From a91f4c550b1099d835577e17a596dffcacdf7ef6 Mon Sep 17 00:00:00 2001
From: MechaCat02 <fabian@diekaulbachs.de>
Date: Sun, 14 Jun 2026 20:49:32 +0200
Subject: [PATCH] [iterate-2W] Sustain the title present loop: viewport-size
 register + ISR CPU impersonation

The title's per-frame loop (sub_822F1AA8) is clock-B-paced and only re-fires
when the swap count [controller+88] changes, which advances only on source=1
CP swap-complete interrupts. Each present batch the guest submits (via the
sub_824CE348 -> sub_824BF4D0 builder) ends with a WAIT_REG_MEM on a per-CPU
swap-acknowledge fence [GCTX+0] (GCTX = [device+10772]); the GPU parks there
until the graphics ISR (sub_824BE9A0) clears that CPU's bit. Two coupled gaps
kept ours emitting only ONE source=1 then dead-locking (draws plateaued at 28,
run halted ~19.27M):

1. GPU MMIO register 0x1961 (AVIVO_D1MODE_VIEWPORT_SIZE) read as 0. The swap
   callback sub_824CE2B8 divides by its low 12 bits (display height) as a
   refresh-pacing term, so a 0 read tripped its `twi` divide-by-zero guard and
   aborted the ISR before it reached the fence-clear. Mirror canary
   GraphicsSystem::ReadRegister (graphics_system.cc:311): return 0x050002D0
   (1280x720).

2. The ISR ran on an arbitrary borrowed thread, so [r13+268] (the PCR
   processor number) did not match the interrupt's target CPU. The ISR clears
   `1 << current_cpu` from the fence; running on the wrong CPU cleared the
   wrong bit and the fence (bit 2, from cpu_mask 0x4) never reached 0. Carry
   the target CPU through the interrupt queue (bit index of the PM4_INTERRUPT
   cpu_mask for CP, 2 for vsync per canary DispatchInterruptCallback(0, 2)) and
   impersonate it on the borrowed thread's PCR around the ISR, mirroring canary
   EmulateCPInterruptDPC -> XThread::SetActiveCpu.

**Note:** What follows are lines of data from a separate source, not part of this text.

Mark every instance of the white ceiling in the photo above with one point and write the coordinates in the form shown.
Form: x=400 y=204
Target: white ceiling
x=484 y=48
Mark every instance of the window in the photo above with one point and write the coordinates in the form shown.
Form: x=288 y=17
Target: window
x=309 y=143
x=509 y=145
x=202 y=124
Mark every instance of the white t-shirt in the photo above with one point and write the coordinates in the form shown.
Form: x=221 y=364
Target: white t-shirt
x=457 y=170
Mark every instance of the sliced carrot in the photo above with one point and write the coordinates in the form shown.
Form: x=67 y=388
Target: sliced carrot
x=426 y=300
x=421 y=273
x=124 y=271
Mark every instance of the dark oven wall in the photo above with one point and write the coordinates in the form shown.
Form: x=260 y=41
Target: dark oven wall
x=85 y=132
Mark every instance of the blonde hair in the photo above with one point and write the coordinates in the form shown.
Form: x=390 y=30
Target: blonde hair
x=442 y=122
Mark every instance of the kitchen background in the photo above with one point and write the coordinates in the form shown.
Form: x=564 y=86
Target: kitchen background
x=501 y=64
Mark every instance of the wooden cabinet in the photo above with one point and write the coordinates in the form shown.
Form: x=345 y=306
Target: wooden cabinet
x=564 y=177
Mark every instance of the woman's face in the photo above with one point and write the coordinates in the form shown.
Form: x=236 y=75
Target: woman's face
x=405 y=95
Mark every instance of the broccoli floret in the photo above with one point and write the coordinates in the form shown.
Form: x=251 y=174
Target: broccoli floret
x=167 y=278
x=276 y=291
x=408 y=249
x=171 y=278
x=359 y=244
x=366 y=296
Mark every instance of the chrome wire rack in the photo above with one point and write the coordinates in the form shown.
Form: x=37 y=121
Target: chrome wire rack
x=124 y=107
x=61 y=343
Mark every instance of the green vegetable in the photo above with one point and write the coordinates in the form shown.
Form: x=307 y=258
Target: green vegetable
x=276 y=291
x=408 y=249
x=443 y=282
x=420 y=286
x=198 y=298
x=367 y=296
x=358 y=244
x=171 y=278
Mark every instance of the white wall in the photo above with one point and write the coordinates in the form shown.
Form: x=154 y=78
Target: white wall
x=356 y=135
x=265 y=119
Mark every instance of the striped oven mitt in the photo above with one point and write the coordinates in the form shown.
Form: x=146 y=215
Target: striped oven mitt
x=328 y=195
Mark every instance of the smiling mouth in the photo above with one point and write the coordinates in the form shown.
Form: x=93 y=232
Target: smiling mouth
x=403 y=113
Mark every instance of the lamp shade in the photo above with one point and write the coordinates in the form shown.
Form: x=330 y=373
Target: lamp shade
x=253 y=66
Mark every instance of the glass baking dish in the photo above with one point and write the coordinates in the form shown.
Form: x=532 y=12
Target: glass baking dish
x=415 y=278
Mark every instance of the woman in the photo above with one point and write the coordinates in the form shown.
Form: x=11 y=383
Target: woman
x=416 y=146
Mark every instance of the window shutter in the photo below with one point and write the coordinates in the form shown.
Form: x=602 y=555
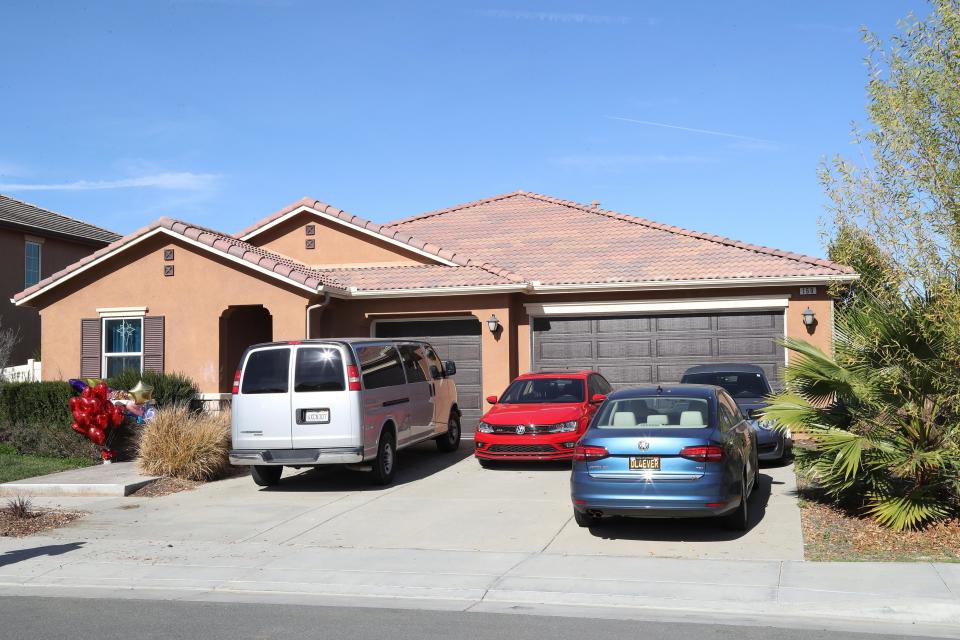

With both fixes the fence clears, the GPU drains each present batch, source=1
sustains per-present, clock B advances, and the loop runs continuously. Draws
climb linearly with the budget (no re-stall): 50M 28->718, 200M ->3411,
1B ->18734; swaps 2->147/950/6060. No "Unanticipated CPU_INTERRUPT" trap.
Inline-deterministic (--stable-digest byte-identical x2); n50m golden
re-baselined. 675 tests green.

Co-Authored-By: Claude Opus 4.8 (1M context) <noreply@anthropic.com>
---
 crates/xenia-app/src/main.rs                  | 40 +++++++++++++-
 .../xenia-app/tests/golden/sylpheed_n50m.json | 10 ++--
 crates/xenia-gpu/src/gpu_system.rs            |  9 ++++
 crates/xenia-gpu/src/mmio_region.rs           |  9 ++++
 crates/xenia-kernel/src/interrupts.rs         | 53 +++++++++++++------
 5 files changed, 97 insertions(+), 24 deletions(-)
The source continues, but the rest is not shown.